El Govern aprobará el próximo viernes su proyecto de ley del sector público para luego remitirlo al Parlament, que tiene entre sus principales objetivos el incrementar los controles contra los posibles casos de corrupción en las empresas, fundaciones, consorcios y similares dependientes de la Comunitat Autònoma, según anunciaron ayer los consellers de Presidencia, Economía y Turismo, Albert Moragues, Carles Manera y Joana Barceló, respectivamente.
Este proyecto fue tratado en el Consell de Govern celebrado ayer –aunque recibirá su visto bueno el viernes– con el objetivo de que hoy mismo se inicien los contactos con UM y PP para intentar garantizar apoyos suficientes para que sea aprobado en la Cámara balear, dado que el Ejecutivo autonómico se encuentra ahora en minoría, como recordó Moragues, que se mostró convencido de que se conseguirá el consenso suficiente, dado que Unió Mallorquina ya había dado su beneplácito al borrador.
Un aspecto destacado es que 170 entes conforman el sector público de las islas, de los que 104 corresponden a consorcios. Los 76 que dependen del Govern –aquellos en los que tiene la participación mayoritaria y sobre los que se aplicará la futura ley– gestionan un presupuesto próximo a los 2.000 millones de euros y su deuda es de 1.392 millones. Y, lo que es más importante, todos los casos de presunta corrupción no se han producido en conselleries, sino en este tipo de organismos, como Bitel, Turisme Jove, CDEIB, Palma Arena, Inestur e Imet.

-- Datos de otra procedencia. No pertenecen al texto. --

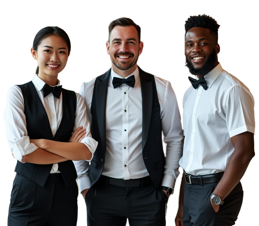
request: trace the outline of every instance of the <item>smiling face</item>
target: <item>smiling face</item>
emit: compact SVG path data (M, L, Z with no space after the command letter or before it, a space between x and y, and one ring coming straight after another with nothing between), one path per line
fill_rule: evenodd
M39 77L50 85L49 83L56 83L58 73L65 68L68 58L65 41L59 36L51 35L42 40L36 51L32 47L31 52L38 61Z
M138 57L143 50L143 42L140 43L138 31L133 26L115 26L109 39L106 42L106 51L112 69L122 77L126 77L137 67Z
M209 29L194 27L186 33L184 41L186 66L193 75L200 78L218 63L220 51L216 36Z

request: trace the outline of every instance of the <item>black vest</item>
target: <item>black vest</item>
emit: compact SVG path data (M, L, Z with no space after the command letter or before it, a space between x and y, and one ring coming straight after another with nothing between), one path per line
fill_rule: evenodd
M156 186L159 187L164 176L165 158L162 142L160 105L154 76L139 67L142 99L142 154L145 165ZM97 77L91 106L91 133L98 146L90 162L89 173L92 184L102 174L106 148L105 108L111 69Z
M53 137L48 116L33 83L31 81L17 86L21 89L23 96L26 127L30 139L46 139L67 142L73 132L74 124L76 107L75 92L62 88L62 119ZM73 163L68 160L58 164L58 170L68 187L77 177ZM22 163L17 161L14 171L43 187L52 165Z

Para empezar, Manera indicó que el sector público balear se encuentra sobredimensionado, de ahí que en la actual remodelación del Govern se esté abordando la fusión de 15 entes públicos y la desaparición de cinco.
Cambios en los controles
Pero, además, se trata de modificar el actual sistema de controles, debido a que si en las conselleries, éstos se producen antes de realizar las inversiones, en los entes públicos la legislación actual sólo contempla la aplicación de estos mecanismos de vigilancia cuando la inversión ya se ha realizado y mediante la contratación de auditorías externas.
Con la nueva ley, ese sistema de vigilancia se mejorará, con la presencia de la Intervención de la Comunitat Autònoma en estos consorcios y empresas públicas. El conseller de Economía señaló que se aplicarán fórmulas para evitar la "picaresca" en la aplicación de la ley de contratos y poner fin a las excesivas desviaciones presupuestarias, al tiempo que se hará necesaria la aprobación del Govern para realizar los desembolsos de mayor cuantía.
Carles Manera reconoció que no existe una ley perfecta para evitar los casos de corrupción, dado que éstos vienen provocados por decisiones personales, pero destacó que sí se crearán herramientas con un mayor efecto disuasorio para hacer que esos comportamientos sean más difíciles.
Por otro lado, el Consell de Govern celebrado ayer aprobó también varios ceses, fruto de la remodelación del Govern; una línea de ayudas de 3,6 millones de euros hasta 2012 para la conselleria de Comercio; y se trató la Ley de Salud Pública de Balears.